Oct 9 11:53:59 overcloud-compute-15 puppet-user[560442]: (/Stage[main]/Systemd::Systemctl::Daemon_reload/Exec[systemctl-daemon-reload]) Triggered 'refresh' from 1 events
Oct 9 11:53:59 overcloud-compute-15 systemd: Started Flexible Branding Service.

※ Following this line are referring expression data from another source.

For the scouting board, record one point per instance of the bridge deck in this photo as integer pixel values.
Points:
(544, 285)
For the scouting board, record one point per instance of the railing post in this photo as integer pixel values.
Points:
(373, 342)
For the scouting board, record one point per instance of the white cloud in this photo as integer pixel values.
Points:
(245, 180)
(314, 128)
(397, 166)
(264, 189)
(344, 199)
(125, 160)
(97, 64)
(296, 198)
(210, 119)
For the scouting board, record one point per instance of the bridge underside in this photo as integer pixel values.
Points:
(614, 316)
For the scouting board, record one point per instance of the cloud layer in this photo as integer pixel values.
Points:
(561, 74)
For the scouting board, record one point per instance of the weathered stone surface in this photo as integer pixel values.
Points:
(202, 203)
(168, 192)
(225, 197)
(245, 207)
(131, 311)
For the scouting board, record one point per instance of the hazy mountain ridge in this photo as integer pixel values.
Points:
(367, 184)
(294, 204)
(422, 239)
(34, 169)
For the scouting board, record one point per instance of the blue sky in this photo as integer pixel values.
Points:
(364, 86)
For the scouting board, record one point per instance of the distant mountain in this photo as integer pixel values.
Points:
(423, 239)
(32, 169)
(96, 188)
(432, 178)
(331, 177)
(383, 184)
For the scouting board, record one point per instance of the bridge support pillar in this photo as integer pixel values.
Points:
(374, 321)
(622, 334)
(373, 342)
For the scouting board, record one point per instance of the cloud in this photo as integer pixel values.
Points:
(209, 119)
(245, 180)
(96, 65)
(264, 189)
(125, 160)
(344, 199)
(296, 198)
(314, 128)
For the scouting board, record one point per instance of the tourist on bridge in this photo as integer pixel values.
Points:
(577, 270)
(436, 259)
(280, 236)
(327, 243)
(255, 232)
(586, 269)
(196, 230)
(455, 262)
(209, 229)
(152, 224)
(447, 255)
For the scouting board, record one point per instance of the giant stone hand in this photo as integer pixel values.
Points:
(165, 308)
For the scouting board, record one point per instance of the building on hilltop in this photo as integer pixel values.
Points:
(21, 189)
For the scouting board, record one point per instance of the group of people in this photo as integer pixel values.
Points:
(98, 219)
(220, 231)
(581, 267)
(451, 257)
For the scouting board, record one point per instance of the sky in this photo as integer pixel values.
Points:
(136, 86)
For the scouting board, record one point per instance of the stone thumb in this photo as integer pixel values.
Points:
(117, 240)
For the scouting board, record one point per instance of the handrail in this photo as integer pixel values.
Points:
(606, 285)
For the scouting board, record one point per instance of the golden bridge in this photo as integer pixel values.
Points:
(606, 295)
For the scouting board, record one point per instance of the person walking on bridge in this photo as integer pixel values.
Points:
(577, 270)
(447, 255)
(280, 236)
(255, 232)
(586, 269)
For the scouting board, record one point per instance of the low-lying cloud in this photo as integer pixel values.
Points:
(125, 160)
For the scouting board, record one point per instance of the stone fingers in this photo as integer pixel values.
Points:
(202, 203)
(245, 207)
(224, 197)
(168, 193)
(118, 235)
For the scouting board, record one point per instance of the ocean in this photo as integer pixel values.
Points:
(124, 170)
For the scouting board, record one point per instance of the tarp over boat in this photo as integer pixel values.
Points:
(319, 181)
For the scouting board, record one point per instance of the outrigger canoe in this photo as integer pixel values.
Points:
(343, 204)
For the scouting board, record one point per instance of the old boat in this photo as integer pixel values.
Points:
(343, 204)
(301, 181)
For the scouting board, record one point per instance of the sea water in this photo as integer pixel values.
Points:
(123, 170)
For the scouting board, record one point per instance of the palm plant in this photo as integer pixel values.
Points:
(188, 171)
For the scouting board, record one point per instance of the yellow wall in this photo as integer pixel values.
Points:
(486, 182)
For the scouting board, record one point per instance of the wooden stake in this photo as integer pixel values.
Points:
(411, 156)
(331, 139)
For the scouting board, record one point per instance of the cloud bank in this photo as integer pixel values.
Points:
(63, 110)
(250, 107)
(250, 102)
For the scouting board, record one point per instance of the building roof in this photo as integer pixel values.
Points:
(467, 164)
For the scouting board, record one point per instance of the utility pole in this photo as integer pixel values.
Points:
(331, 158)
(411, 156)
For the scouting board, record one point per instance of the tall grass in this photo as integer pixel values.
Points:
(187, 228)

Oct 9 11:53:59 overcloud-compute-15 puppet-user[560442]: (/Stage[main]/Nova::Compute::Libvirt_guests/File_line[/etc/sysconfig/libvirt-guests ON_BOOT]/ensure) created
Oct 9 11:53:59 overcloud-compute-15 puppet-user[560442]: (/Stage[main]/Nova::Compute::Libvirt_guests/File_line[/etc/sysconfig/libvirt-guests ON_SHUTDOWN]/ensure) created
Oct 9 11:53:59 overcloud-compute-15 puppet-user[560442]: (/Stage[main]/Nova::Compute::Libvirt_guests/File_line[/etc/sysconfig/libvirt-guests SHUTDOWN_TIMEOUT]/ensure) created

- the libvirt-guests stop was a result of the puppet-tripleo/puppet-nova run:
Oct 9 11:53:59 overcloud-compute-15 systemd: Stopping Suspend/Resume Running libvirt Guests...
Oct 9 11:54:05 overcloud-compute-15 journal: 2019-10-09 09:54:05.820+0000: 557266: info : libvirt version: 4.5.0, package: 23.el7_7.1 (Red Hat, Inc. <http://bugzilla.redhat.com/bugzilla>, 2019-08-16-11:33:27, x86-vm-28.build.eng.bos.redhat.com)

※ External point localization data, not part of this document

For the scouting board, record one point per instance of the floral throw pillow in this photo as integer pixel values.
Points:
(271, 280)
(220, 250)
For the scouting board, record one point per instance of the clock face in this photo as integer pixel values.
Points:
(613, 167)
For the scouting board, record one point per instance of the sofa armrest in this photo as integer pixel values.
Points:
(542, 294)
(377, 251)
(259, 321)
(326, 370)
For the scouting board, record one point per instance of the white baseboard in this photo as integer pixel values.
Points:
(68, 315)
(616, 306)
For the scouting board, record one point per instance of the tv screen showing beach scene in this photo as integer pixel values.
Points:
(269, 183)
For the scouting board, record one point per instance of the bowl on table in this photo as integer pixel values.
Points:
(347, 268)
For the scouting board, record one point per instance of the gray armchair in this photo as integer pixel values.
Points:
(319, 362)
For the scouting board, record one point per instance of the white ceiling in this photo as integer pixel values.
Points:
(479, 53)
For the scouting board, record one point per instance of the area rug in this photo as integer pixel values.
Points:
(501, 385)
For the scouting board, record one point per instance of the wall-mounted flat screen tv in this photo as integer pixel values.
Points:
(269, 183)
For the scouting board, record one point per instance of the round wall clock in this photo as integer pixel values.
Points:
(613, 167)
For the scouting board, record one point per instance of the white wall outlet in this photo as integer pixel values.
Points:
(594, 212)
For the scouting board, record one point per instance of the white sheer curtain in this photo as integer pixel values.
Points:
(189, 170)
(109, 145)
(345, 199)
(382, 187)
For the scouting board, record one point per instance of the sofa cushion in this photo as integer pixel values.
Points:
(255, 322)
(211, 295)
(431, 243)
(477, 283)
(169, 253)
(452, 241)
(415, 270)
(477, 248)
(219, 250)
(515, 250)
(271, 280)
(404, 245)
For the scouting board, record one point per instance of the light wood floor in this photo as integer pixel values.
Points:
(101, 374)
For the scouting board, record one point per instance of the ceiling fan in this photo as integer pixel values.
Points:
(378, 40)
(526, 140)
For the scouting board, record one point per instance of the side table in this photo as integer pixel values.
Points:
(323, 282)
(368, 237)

Oct 9 11:54:05 overcloud-compute-15 journal: 2019-10-09 09:54:05.820+0000: 557266: info : hostname: overcloud-compute-15
Oct 9 11:54:05 overcloud-compute-15 journal: 2019-10-09 09:54:05.820+0000: 557266: error : virNetSocketReadWire:1806 : End of file while reading data: Input/output error
Oct 9 11:54:05 overcloud-compute-15 dockerd-current: time="2019-10-09T11:54:05.931711967+02:00" level=warning msg="dcb3e6206fe2a41e7d9888fe9a8fe0577516e50ac5f6fb18d6cb8494d0d3e26b cleanup: failed to unmount secrets: invalid argument"

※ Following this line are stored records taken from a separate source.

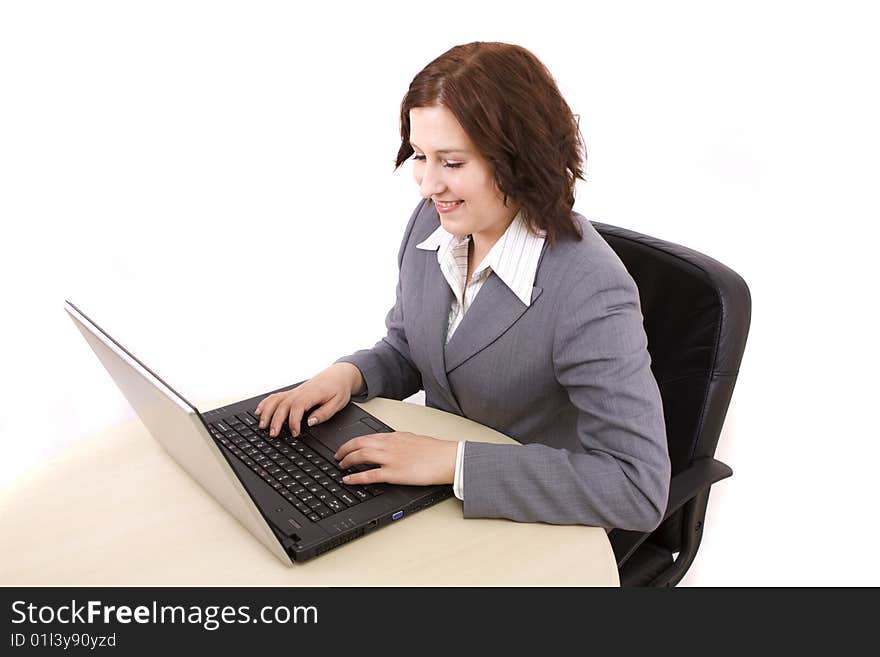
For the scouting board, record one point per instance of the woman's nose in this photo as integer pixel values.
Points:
(430, 184)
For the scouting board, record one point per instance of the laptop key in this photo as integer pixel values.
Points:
(348, 499)
(247, 419)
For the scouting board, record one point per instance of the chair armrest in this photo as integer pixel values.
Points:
(684, 486)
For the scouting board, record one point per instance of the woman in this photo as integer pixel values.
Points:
(511, 310)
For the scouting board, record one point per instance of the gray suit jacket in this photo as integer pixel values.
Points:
(568, 376)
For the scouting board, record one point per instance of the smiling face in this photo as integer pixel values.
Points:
(449, 171)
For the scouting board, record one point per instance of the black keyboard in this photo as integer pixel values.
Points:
(298, 473)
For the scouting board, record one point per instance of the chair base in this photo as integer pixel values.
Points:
(645, 564)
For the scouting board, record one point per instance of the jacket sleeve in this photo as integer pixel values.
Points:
(620, 475)
(387, 368)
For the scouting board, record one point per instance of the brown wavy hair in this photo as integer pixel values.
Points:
(510, 107)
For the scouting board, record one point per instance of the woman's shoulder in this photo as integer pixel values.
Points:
(571, 259)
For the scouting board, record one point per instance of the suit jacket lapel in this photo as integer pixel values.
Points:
(493, 311)
(436, 303)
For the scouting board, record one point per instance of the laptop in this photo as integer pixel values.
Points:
(286, 491)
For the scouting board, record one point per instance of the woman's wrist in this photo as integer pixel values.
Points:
(358, 385)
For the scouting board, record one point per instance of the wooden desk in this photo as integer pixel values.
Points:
(115, 509)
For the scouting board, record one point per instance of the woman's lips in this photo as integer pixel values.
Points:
(447, 206)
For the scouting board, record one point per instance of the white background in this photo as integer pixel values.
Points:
(213, 183)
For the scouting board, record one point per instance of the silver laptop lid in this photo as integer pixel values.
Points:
(176, 425)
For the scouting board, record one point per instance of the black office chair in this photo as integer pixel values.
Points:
(697, 314)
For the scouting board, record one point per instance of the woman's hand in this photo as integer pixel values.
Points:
(402, 457)
(330, 390)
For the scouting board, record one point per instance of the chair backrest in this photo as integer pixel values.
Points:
(696, 315)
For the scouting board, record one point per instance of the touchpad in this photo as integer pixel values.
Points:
(334, 439)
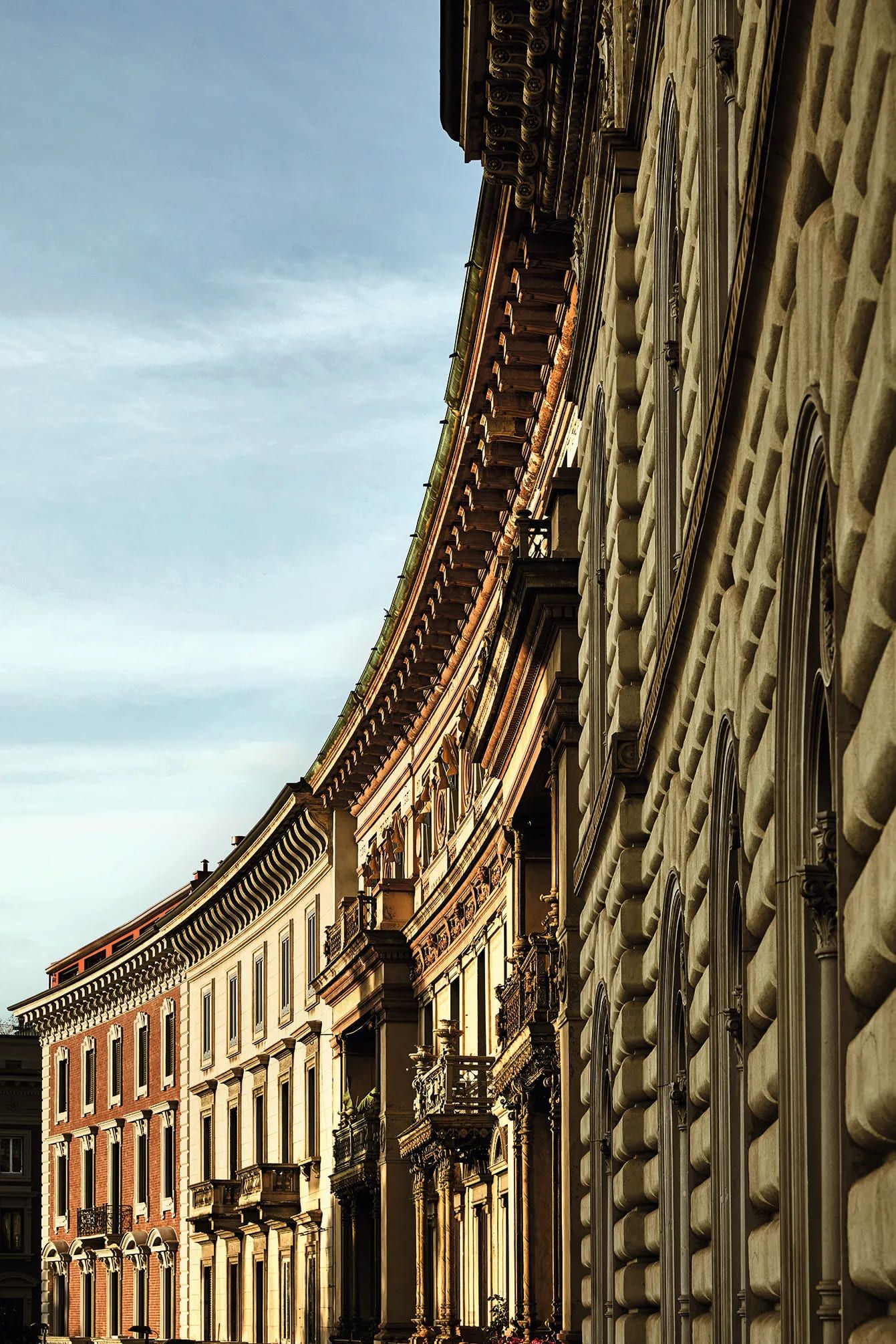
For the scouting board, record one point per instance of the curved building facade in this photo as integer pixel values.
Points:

Oct 9 11:54:05 overcloud-compute-15 docker: nova_compute
Oct 9 11:54:06 overcloud-compute-15 libvirt-guests.sh: Running guests on default URI: instance-0000111d, instance-00000e59, instance-000015ea, instance-00000d36
Oct 9 11:54:06 overcloud-compute-15 libvirt-guests.sh: Shutting down guests on default URI...
Oct 9 11:54:06 overcloud-compute-15 libvirt-guests.sh: Starting shutdown on guest: instance-0000111d
Oct 9 11:54:08 overcloud-compute-15 libvirt-guests.sh: Waiting for guest instance-0000111d to shut down, 300 seconds left
...

--- Additional comment from Martin Schuppert on 2019-10-22 14:04:25 UTC ---

If there is a config change to /etc/sysconfig/libvirt-guests, the service is notified
to get restarted which results in a stop of the instances on the compute via libvirt-guests.
Due to the NovaResumeGuestsStateOnHostBoot set to true the instances get later started
again by nova.

Working on a patch to remove the restart on config change as /usr/libexec/libvirt-guests.sh
sources /etc/syscontig/libvirt-guests on each run, so it is not required.